Die Opferungen symbolisierten die Notwendigkeit, das Irdische zu etwas Spirituellem zu erheben und der Weihrauch symbolisiert die Verbindung zu G“tt. Diese Woche ist der Mensch an der Reihe, den G“ttlichen Fluss von Oben in irdische Erhebung um zu setzen. Der Mensch wird eingeladen, etwas zurück zu tun…
II: „reines, gestoßenes Olivenöl für den Leuchter, um andauerndes licht zu entzünden“ (27:20)
Dieses ist das Gebot, um die Menorah (den Leuchter) im Heiligtum zu entzünden. Das Wort „gestoßen“ (katit) hat einen Zahlenwert von achthundertunddreißig und nimmt Bezug auf die Zahl der Jahre, in denen die Menora im ersten und im zweiten Bejt HaMikdasch geleuchtet hat. Der Erste Tempel blieb vierhundertzehn Jahre und der Zweite Tempel vierhundertzwanzig Jahre bestehen.
Rabbi Jitzchak Karo weist darauf hin, dass sich das Ende des Verses (um andauerndes Licht zu entzünden) auf den Dritten Tempel bezieht, der ewig bestehen bleiben und in dem das Licht der Menora nie verlöschen wird.
Rabbi Mosche Lejb aus Sassov sagt, dass die Worte „katit la ma’or“ nachstehendes bedeuten: erst wenn der Mensch seinen Jetser Hara (bösen Trieb) zerstört (wörtlich kaputt stößt), kommt er in Betracht, eine leuchtende Quelle für andere zu sein und den Glanz der Schechina ( G“ttliche Präsenz) aus zu strahlen.
Etwas Ähnliches sagt auch Rabbi Mosche Mikubrin: wenn Du gestoßen bist (zu verstehen: böse behandelt) und alle Lüste, Leidenschaften und schlechte Angewohnheiten in Dir selber aufgeräumt hast, kannst Du die Sechut (den Verdienst) schmecken, um an der Himmlischen Ausstrahlung Teil zu haben.

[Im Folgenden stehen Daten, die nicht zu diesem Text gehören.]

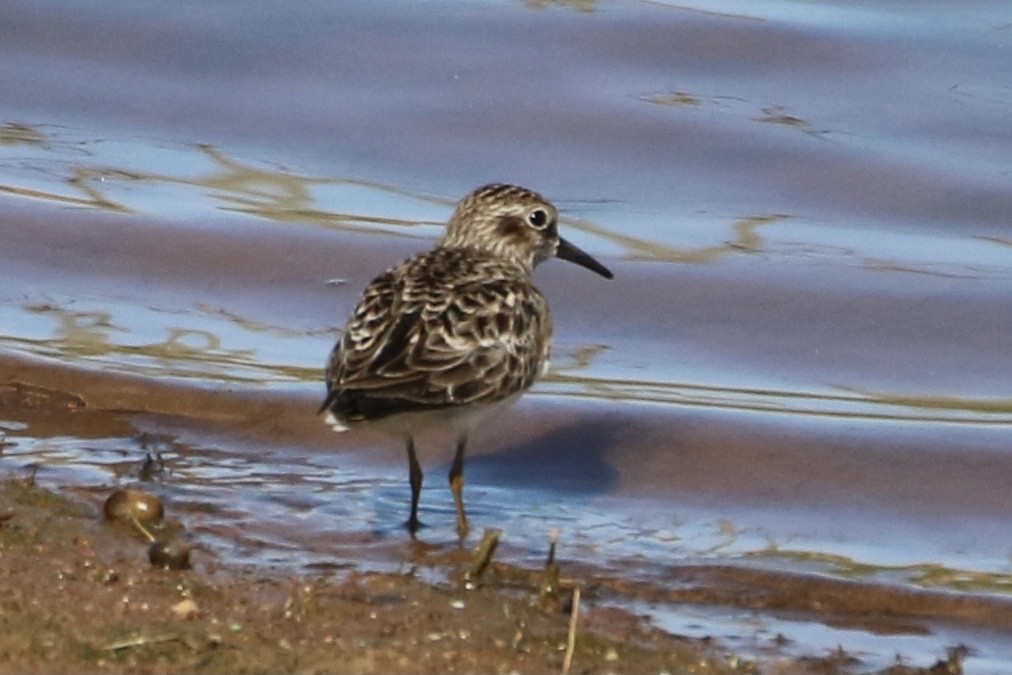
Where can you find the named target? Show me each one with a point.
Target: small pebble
(185, 609)
(127, 504)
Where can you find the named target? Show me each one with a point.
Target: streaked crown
(506, 221)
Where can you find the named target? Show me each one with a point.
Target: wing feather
(442, 329)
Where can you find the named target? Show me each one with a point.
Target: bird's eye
(537, 219)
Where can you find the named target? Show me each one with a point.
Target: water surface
(802, 366)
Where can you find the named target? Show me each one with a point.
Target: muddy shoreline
(348, 619)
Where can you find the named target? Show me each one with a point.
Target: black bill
(569, 252)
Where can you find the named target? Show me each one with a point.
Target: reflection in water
(268, 192)
(854, 405)
(187, 352)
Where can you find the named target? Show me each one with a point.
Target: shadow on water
(572, 458)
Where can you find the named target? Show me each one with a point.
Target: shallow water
(803, 363)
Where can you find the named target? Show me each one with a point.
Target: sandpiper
(452, 335)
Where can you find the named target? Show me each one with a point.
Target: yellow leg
(456, 486)
(415, 474)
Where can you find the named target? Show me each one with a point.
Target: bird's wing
(426, 337)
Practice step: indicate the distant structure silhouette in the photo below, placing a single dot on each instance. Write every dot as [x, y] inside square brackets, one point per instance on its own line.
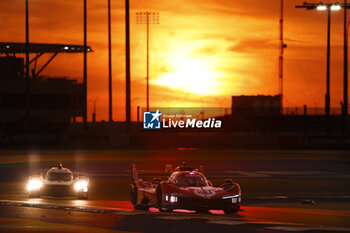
[54, 102]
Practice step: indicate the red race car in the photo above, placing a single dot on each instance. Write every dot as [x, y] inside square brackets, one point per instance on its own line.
[185, 188]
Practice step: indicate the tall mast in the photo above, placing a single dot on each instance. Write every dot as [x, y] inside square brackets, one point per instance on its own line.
[282, 46]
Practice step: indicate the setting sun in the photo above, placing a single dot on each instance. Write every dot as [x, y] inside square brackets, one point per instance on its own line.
[196, 75]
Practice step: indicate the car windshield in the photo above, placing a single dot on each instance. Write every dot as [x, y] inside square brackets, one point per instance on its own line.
[190, 179]
[59, 176]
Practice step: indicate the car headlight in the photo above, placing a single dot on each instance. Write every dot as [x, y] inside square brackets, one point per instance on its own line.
[81, 185]
[234, 198]
[34, 184]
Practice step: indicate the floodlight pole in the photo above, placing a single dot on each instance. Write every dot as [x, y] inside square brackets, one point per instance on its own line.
[328, 97]
[85, 66]
[345, 82]
[127, 67]
[329, 7]
[147, 21]
[27, 113]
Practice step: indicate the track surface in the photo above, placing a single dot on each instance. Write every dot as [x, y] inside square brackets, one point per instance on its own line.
[265, 176]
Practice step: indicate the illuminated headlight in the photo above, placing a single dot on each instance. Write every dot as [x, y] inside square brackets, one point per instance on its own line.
[170, 198]
[173, 199]
[235, 198]
[34, 184]
[81, 185]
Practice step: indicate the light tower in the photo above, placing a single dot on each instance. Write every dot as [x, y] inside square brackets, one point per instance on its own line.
[147, 18]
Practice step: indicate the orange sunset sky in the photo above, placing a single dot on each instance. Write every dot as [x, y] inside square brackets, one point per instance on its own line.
[202, 53]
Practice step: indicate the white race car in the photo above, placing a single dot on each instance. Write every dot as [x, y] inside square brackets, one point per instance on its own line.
[58, 181]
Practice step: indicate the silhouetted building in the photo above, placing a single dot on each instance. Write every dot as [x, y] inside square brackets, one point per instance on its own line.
[256, 105]
[53, 102]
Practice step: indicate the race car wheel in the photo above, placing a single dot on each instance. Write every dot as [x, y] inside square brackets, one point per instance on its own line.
[231, 210]
[83, 196]
[133, 198]
[34, 195]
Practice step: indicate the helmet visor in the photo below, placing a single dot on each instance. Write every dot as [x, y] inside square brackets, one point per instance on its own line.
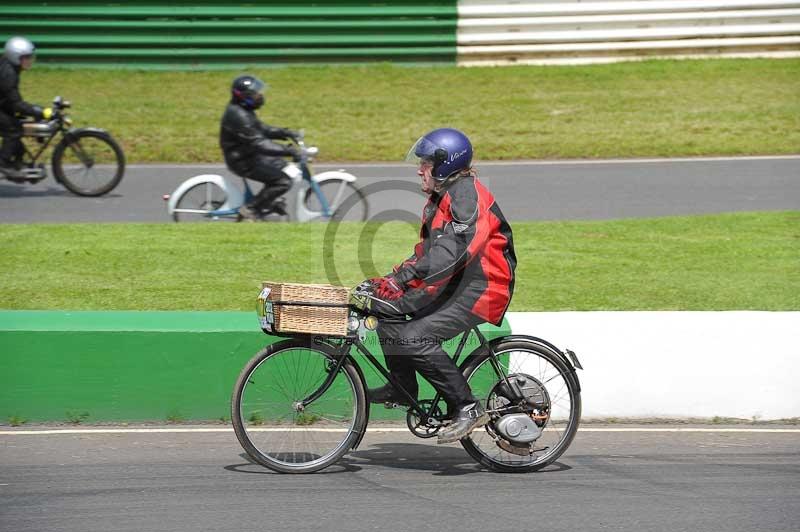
[422, 151]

III: WEIß, WAS DU ZU ANTWORTEN HAST
Der Italienische Erklärer Sforno (vierzehnhundertfünfundsiebzig bis fünfzehnhundertfünfzig) besagt, dass wir den Mischkan nach der Sünde des Goldenen Kalbes erhalten haben. Das Erbauen des Tabernakels wurde notwendig, um an zu deuten, dass die Sünde des Goldenen Kalbes verziehen sei. Es war eine Antwort an die Spötter, die meinten, G“tt hätte das Jüdische Volk verlassen.

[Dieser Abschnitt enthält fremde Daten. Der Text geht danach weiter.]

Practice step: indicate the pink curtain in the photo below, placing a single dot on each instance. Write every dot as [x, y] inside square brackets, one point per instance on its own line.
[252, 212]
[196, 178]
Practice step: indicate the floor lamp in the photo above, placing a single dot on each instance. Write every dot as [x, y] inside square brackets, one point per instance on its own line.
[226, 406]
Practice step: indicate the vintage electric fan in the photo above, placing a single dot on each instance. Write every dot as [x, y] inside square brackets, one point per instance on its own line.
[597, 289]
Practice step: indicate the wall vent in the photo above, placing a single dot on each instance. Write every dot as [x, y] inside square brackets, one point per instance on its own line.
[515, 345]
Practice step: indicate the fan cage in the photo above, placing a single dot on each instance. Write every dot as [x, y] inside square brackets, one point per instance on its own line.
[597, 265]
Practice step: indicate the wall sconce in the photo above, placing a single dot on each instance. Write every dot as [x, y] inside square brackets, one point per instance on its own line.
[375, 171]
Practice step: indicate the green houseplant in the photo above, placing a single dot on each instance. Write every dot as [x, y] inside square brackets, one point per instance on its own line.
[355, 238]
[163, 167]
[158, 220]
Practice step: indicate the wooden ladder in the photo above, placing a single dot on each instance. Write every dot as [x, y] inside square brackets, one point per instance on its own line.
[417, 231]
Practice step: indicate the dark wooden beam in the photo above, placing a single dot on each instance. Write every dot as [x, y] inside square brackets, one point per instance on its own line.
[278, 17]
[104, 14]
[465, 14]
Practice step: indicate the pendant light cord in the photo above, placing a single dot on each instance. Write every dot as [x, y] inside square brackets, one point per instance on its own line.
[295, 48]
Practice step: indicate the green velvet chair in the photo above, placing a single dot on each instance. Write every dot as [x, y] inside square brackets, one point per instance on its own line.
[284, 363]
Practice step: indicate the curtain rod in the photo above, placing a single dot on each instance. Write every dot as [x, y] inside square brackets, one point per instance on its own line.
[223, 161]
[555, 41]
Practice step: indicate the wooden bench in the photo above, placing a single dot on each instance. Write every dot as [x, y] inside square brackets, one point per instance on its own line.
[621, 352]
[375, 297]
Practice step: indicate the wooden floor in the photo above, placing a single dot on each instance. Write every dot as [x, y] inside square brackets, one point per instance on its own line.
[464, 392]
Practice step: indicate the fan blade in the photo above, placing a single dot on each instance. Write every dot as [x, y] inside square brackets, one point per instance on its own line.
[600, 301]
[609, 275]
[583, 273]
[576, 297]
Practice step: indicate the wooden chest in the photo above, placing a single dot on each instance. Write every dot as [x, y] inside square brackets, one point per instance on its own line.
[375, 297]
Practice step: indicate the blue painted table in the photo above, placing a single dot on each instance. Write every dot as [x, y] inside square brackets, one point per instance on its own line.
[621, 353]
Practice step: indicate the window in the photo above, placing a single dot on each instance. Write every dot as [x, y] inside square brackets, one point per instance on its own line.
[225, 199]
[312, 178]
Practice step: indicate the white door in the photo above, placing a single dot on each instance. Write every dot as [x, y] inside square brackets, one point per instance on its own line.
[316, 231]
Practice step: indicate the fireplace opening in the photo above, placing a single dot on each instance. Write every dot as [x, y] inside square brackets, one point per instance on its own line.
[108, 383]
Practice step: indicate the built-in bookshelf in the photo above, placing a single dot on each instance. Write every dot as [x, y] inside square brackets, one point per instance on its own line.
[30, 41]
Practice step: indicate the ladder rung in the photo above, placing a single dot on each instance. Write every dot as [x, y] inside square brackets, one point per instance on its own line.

Auch wir müssen wissen, was wir unseren Widersachern antworten sollen. Ich las eine wunderbare Dewar Thora von Rabbi Label Lamm, die ich Ihnen nicht vorenthalten möchte.
Eine prächtige Anekdote aus dem Midrasch: „Der böse Turnus Rufus fragte Rabbi Akiva: „Weshalb wird der Name G“ttes in den ersten fünf der Zehn Gebote genannt, aber nicht in den letzten fünf?“ Rabbi Akiva ging in Rufu’s Palast und in dessen Waffenkammer hinein. Turnus Rufus zeigte ihm alle seine Waffen. Anschließend ging Rabbi Akiva in dessen Badezimmer und fragte ihn: „Weshalb bewahren Sie nicht einen Teil Ihrer Waffen hier auf?“ Turnus Ruffus antwortete: „Es wäre eine Schande, sie in so einem ungeeigneten Ort auf zu bewahren!“, worauf hin Rabbi Akiva antwortete: „So ist es auch mit den ersten fünf Geboten. Diese bilden einen ehrenvollen Zusammenhang. Die letzten fünf betreffen Mord, Ehebruch, Raub, Falsche Zeugnisaussage und Lust. G“tt wollte Seinen Namen hiermit nicht assoziieren“.
„Antworte einem Verrückten (Gestörten) entsprechend seiner Verrücktheit (seinem gestört sein)“ rät König Schlomo (Salomo) in Mischlej. Das ist eine alltägliche Anforderung.
Ich war einst im Begriff, ein Gefängnis zu betreten, um Jemanden zu besuchen, als der Wächter mich fragte: „Weshalb traget Ihr Hüte und weshalb kleidet Ihr Euch so?“ Ich erklärte ihm, dass nur durch die Kleidung ein deutlicher Unterschied besteht zwischen Bewacher und Häftling. Der Bewacher trägt ein graues Hemd mit ein Paar Streifen und der Häftling trägt ein beiges Hemd.
Jeder trägt eine bestimmte Uniform. Selbst diejenigen, die sagen, dass sie hier nicht mit machen, tragen die gleiche Art von Kleidung. Ihre Uniform besagt: „Ich bin ein Wächter“ und die meinige besagt: „Ich bin ein Wächter, aber dann einer anderen Art“.
Eine russische Jiddische Mame suchte eine Wohnung für ihre Tochter. An einem bestimmten Zeitpunkt stand sie einem antisemitischen Bürokraten der Kommunistischen Partei gegenüber, der sie sofort für den Mord an seinem G“tt beschuldigte. Sie fragte ihn damals: „Weshalb hast Du mich dann nicht aufgehalten?“. Er antwortete: “Ich war nicht dort!“. Da sagte sie: „Ich auch nicht!“ und sie bekam die Wohnung.
Wir müssen nicht immer antworten, aber es ist wichtig, zu wissen, „was zu antworten“ sei.